Indeed, “we read to know we’re not alone.”  As he writes of his sense while first reading this poem, Lewis describes to a T my perception as I look back at the Cherry Creek and Boulder affairs.  What happened in those moments?  A pleasure, tied to an occurrence, yet that is so much more than what the total elements of that occurrence could allow.  In fact, the word “pleasure” can’t do the feeling justice.  Moreover, the word “feeling” is also insufficient.  

Also, these “something[s] never to be described” simply can’t be reconstructed and entered into again.  As memory serves, Lewis tried; young Jack read those same lines again and again in order to regain what he had experienced, but to no avail.  This sweet longing, coming out of the sense that, in an otherwise ordinary moment, you’ve brushed up against something vast and beautiful and mysterious . . . can’t be grasped for long.  It can be remembered but won’t be summoned to your experience again.  Call it a precious and fleeting gift.  

Brothers and sisters of EBC – I’ve rambled far too long and let me get to my conclusion: I believe that these surprising, unbeckoned, deep longings are more than what Augustine described as “humanity’s innate desire for the infinite.”  That doesn’t quite get to what’s going on.  I interpret these “Balder/Boulder” moments as instances of common grace, we are given a bit of natural revelation, God is near to us.  (The fact that God drew near as I was playing hooky can be chalked up to “God works in mysterious ways his wonders to perform.”)    

Let me be clear: encountering God in this way doesn’t bring anyone out of his sin.  Even after this gift of pleasure and the subsequent longing, the soul that is in darkness is still in darkness.  

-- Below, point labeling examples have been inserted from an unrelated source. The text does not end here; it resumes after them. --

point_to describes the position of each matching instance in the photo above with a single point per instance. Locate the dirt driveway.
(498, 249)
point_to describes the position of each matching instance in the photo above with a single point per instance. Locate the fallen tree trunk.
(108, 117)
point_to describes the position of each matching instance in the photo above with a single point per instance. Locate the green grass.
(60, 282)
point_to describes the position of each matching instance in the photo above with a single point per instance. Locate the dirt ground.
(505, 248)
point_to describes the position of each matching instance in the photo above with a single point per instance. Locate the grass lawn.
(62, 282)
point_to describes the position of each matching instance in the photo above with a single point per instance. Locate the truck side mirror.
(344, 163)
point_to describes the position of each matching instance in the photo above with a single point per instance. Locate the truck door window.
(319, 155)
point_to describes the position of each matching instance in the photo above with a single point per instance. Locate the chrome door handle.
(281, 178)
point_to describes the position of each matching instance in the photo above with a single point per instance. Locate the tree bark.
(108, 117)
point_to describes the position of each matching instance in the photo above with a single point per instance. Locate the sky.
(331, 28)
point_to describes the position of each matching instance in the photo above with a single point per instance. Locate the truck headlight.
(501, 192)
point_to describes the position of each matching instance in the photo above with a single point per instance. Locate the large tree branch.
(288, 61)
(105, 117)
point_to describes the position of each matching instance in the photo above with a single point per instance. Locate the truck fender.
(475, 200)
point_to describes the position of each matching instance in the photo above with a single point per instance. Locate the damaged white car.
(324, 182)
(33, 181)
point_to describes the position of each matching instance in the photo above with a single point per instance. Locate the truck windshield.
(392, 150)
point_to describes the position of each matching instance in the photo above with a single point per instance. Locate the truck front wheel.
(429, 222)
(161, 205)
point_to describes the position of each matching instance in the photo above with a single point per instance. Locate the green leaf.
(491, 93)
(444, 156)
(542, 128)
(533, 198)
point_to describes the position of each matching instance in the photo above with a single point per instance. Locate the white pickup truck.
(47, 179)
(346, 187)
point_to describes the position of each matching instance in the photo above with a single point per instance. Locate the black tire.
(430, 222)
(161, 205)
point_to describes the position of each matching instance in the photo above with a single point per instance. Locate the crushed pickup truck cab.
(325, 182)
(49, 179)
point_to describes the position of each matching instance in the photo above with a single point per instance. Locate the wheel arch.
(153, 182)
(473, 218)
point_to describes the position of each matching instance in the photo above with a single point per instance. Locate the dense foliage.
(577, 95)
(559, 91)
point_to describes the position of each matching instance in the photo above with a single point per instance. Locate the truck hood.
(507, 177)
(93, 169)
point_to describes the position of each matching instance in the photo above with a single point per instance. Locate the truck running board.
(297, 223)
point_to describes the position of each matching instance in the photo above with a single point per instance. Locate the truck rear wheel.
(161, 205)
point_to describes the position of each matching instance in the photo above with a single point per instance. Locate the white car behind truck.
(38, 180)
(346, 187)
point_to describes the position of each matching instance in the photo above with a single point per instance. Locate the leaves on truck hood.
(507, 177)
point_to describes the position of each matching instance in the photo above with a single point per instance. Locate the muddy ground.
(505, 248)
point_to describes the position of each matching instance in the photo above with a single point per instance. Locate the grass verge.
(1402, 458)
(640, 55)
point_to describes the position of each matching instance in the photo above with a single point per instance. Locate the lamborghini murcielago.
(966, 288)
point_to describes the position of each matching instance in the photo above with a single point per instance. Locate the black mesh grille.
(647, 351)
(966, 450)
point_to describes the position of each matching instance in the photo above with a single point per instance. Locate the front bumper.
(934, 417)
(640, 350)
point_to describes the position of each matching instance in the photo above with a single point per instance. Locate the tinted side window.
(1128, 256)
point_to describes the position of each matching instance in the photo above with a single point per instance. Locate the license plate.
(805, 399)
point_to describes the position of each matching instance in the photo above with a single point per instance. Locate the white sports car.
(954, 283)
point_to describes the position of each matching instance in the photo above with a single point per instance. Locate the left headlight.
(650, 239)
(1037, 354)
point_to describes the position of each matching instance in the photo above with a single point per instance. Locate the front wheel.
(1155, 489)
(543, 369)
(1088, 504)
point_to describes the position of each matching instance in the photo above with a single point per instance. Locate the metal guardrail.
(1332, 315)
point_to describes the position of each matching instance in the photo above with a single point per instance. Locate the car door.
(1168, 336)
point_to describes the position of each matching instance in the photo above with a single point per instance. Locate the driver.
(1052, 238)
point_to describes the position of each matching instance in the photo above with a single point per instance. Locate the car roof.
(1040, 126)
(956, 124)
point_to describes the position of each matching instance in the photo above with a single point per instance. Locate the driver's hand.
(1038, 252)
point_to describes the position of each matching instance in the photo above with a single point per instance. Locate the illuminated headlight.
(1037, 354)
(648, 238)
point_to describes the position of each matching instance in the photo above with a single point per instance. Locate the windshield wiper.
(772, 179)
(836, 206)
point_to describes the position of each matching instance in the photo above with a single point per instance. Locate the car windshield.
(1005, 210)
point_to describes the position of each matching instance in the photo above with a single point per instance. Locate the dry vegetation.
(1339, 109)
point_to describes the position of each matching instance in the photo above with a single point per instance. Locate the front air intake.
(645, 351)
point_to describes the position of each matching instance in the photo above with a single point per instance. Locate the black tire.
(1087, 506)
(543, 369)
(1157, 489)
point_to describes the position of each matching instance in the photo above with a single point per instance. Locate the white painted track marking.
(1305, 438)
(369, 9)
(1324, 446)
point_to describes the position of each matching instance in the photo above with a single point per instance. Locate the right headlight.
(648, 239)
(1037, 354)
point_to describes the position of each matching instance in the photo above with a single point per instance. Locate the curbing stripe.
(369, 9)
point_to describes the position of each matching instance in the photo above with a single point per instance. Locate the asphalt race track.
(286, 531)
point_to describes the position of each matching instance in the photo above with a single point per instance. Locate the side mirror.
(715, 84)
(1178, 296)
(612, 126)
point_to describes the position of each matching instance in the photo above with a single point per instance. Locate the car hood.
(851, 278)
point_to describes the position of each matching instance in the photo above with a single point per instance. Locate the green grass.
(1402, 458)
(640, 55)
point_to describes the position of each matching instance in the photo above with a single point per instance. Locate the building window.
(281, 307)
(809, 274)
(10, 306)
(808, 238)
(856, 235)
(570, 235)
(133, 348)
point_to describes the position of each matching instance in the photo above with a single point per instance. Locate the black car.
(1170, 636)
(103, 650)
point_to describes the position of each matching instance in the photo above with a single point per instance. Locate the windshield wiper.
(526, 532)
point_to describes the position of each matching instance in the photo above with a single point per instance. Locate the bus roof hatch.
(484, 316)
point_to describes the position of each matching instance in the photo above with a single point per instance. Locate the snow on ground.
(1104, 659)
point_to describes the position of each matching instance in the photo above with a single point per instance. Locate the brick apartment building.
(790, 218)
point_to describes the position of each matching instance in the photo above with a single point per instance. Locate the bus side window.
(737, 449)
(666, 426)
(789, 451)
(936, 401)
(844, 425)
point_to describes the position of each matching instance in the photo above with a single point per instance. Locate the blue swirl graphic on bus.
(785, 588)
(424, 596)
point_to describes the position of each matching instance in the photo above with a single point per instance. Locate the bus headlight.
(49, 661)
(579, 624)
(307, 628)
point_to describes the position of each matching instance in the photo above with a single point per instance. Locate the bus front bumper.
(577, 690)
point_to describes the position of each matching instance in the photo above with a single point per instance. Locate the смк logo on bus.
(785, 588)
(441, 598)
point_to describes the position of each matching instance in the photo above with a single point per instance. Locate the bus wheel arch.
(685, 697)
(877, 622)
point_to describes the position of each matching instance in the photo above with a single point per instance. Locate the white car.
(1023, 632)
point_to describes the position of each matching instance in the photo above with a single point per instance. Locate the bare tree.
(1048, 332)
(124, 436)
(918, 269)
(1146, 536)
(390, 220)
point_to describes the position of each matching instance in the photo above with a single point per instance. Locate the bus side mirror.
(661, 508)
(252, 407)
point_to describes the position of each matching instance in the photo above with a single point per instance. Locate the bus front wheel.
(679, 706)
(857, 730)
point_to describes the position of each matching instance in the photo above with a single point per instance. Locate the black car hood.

But what these encounters do is expand the horizons.  After “Balder/Boulder,” with new ears we hear the truth that in the Almighty’s presence is fulness of joy; at thy right hand there are pleasures for evermore.  Yes!  Please!  More!  At Cherry Creek we’ve been given a taste of something (Someone!) and now we want the full cup.  Now going to God’s heaven means more, much more, than ever before.  Saved from hell – yes.  But I’d been given a momentary taste of what we’ve been saved to – knowing God.    

Verily, after “Balder/Boulder” knowing God isn’t merely a noble phrase: our view of God expands.  Now to our former notions of him we need to add on: Vast.  Other.  Frightening.  Old.  And even our grasp of the old ideas change: definitions of goodness, holiness, beauty unfurl into something much larger than before.  

I want to add a few implications of this, but have already pushed your patience.  Later on though…

Most of the time… almost all of the time…perhaps all of the time, we’re given the Scripture, worshiping with the Church, prayer.  The means of special grace coming from special revelation.  They are sufficient.  And glorious.  Glorious I say again!  

But as the snow falls and I reflect, I’m also grateful for the common grace that Tonia’s kind call Sehnsucht.